Rho had, but he put on an expression of interest so as to get the Osyth version.

“You know his thesis was all about what binding demons did to the magicians,” Neil told him happily, “so he didn’t want any part of it. But you had to bind one to get the degree. So instead of binding one, Russell invited all the demons in the department to his defense. I wish I’d been a fly on that wall—imagine a bunch of magicians in there with a hundred demons, and Russell the only person none of those demons wanted to tear apart.”

“Yeah, that’s why I’m not in a hurry to bind one,” Rho said. “I don’t want to have to watch my back all the time.”

“Then why live here in the building? Nobody lives on campus anymore, except some of the guys over in Alchemy,” Neil said, looking around. Rho’s workroom wasn’t entirely messy, but it was on the way. It still had vacant spaces and unfilled shelves, piles of boxes and empty animal cages stacked in the corner by the sink. The worktable between its two windows was already covered with papers, owl pellets, spiral-shaped grouse droppings, and other detritus.

“I’ve always lived on campus,” Rho said defensively. “I can’t see why people bother keeping two places, especially if you work at night.”

“We like to pretend we have lives,” Neil sighed, and looked at his watch. “Speaking of which…” He got up, groaning. “Next time you move, have Russell invite some demons to help.
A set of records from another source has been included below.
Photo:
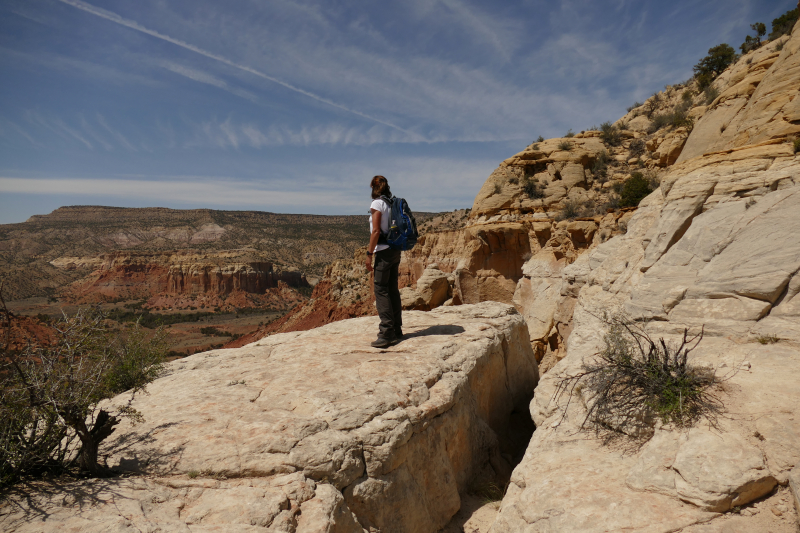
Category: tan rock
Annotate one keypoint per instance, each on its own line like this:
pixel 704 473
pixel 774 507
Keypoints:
pixel 316 421
pixel 739 474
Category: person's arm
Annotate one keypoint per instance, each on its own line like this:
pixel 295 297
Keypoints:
pixel 374 236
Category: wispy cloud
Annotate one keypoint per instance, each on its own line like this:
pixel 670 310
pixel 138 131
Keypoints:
pixel 113 17
pixel 208 79
pixel 19 132
pixel 230 134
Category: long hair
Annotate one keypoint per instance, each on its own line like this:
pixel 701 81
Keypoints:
pixel 380 187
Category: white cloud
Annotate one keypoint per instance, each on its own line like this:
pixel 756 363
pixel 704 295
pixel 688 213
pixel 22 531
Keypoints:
pixel 116 134
pixel 205 77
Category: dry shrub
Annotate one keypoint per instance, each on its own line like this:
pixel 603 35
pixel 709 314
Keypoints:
pixel 635 380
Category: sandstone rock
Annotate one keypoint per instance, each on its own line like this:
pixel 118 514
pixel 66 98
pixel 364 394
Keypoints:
pixel 411 299
pixel 311 421
pixel 433 287
pixel 714 247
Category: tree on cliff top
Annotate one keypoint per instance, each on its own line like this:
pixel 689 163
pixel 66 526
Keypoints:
pixel 783 25
pixel 718 59
pixel 50 393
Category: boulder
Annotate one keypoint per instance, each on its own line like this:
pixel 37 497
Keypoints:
pixel 312 431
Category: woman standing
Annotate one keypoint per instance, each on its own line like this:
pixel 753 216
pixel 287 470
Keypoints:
pixel 387 262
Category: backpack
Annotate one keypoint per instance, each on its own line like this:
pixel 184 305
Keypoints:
pixel 403 232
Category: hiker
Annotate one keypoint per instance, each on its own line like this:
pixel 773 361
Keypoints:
pixel 387 262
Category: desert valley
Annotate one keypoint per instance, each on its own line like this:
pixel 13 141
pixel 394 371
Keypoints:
pixel 678 222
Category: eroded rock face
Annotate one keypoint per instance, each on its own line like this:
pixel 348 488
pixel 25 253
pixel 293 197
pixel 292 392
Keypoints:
pixel 168 279
pixel 351 436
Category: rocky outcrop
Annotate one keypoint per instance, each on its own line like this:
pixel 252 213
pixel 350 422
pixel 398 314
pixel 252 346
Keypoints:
pixel 714 248
pixel 315 431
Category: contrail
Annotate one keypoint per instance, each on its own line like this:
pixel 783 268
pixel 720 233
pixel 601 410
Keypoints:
pixel 113 17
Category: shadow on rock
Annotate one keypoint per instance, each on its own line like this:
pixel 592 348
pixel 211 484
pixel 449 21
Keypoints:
pixel 435 330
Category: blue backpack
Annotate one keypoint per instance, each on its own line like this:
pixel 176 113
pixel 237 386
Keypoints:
pixel 403 232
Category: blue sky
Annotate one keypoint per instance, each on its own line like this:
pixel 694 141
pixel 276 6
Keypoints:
pixel 292 106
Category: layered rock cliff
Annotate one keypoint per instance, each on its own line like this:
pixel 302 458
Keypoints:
pixel 714 247
pixel 182 279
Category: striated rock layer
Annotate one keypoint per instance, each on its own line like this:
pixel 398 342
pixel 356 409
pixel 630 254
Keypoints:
pixel 715 247
pixel 154 276
pixel 314 431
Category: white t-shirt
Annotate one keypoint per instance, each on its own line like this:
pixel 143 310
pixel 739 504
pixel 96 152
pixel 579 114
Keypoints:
pixel 386 213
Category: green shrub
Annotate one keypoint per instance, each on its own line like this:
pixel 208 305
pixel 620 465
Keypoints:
pixel 49 393
pixel 609 134
pixel 751 43
pixel 532 188
pixel 600 167
pixel 634 190
pixel 718 59
pixel 767 339
pixel 637 148
pixel 565 146
pixel 635 379
pixel 783 25
pixel 571 209
pixel 710 94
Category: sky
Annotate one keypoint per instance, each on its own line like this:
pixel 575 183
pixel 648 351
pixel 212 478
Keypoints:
pixel 292 106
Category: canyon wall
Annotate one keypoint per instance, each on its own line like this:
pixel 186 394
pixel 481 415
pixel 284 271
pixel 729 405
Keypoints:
pixel 159 277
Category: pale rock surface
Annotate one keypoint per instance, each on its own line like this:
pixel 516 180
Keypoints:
pixel 314 431
pixel 715 246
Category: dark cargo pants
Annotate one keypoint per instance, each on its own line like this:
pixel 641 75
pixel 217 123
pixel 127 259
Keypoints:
pixel 387 294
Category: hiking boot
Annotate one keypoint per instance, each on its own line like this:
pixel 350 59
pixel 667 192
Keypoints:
pixel 383 342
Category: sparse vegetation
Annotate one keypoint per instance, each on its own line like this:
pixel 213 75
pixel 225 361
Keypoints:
pixel 718 59
pixel 600 167
pixel 49 393
pixel 610 134
pixel 634 106
pixel 635 379
pixel 783 25
pixel 751 43
pixel 637 148
pixel 634 190
pixel 571 209
pixel 677 118
pixel 532 188
pixel 710 94
pixel 767 339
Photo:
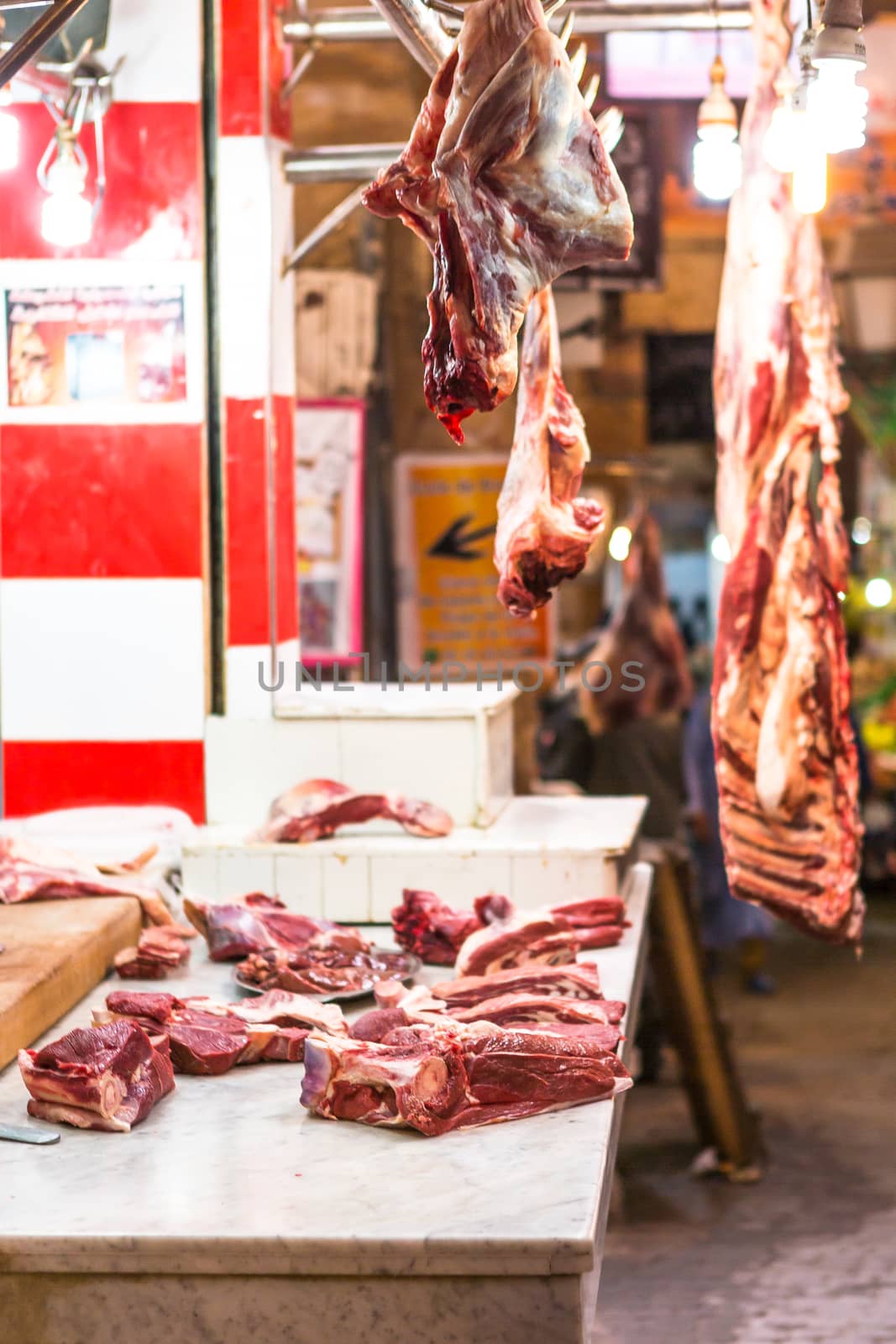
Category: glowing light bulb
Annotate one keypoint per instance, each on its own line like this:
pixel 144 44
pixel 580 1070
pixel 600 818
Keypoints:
pixel 839 107
pixel 879 591
pixel 66 218
pixel 620 543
How’re you getting to the airport tomorrow?”

“Warren’s driving me.”

“Probably wants to give you a last-minute warning,” Neil said, grinning. “They’ve got an agenda here, all right.”

“Everybody has an agenda,” Rho said with a worldly air. “Everybody human, at least.”

“That’s right,” Neil said. He stood up and stretched before sauntering to the door. “You don’t have to take our word for things. You can get advice from pigeons.”

Rho bristled, but the door was shutting before he could reply. He sat down and stared out the window, trying to remember Neil’s tone and figure out what it had meant. People! he thought. People were nothing but trouble.

Rho made no attempt to work on his overheads. He knew he could finish his paper for the Demonology Congress in Selanto in two hours, with time to spare before he caught his flight in the morning. It would take him longer to find clean clothing, to shave and wash and do all the other arbitrary things a conference required and which were really more important to other humans than the content of the paper. He reopened the window instead and slouched in his chair, looking out of it, until a pigeon flew in and sat on his shoulder.

“Warm feet,” the pigeon murmured, snuggling and rustling by his ear. “Grain on the ledges. Cat!”

“Wall, hardair,” Rho said. “Closed in.” The pigeon stretched itself tall and thin, shifting from foot to foot.

“Rap rap, peck, squeeze through,” it said. “Airwing. Slip on tiles.” Rho hunched his shoulder and shook it off. With a flurry of wings, it was gone.

“That’s the sort of advice you get from pigeons,” Rho said, to nobody in particular.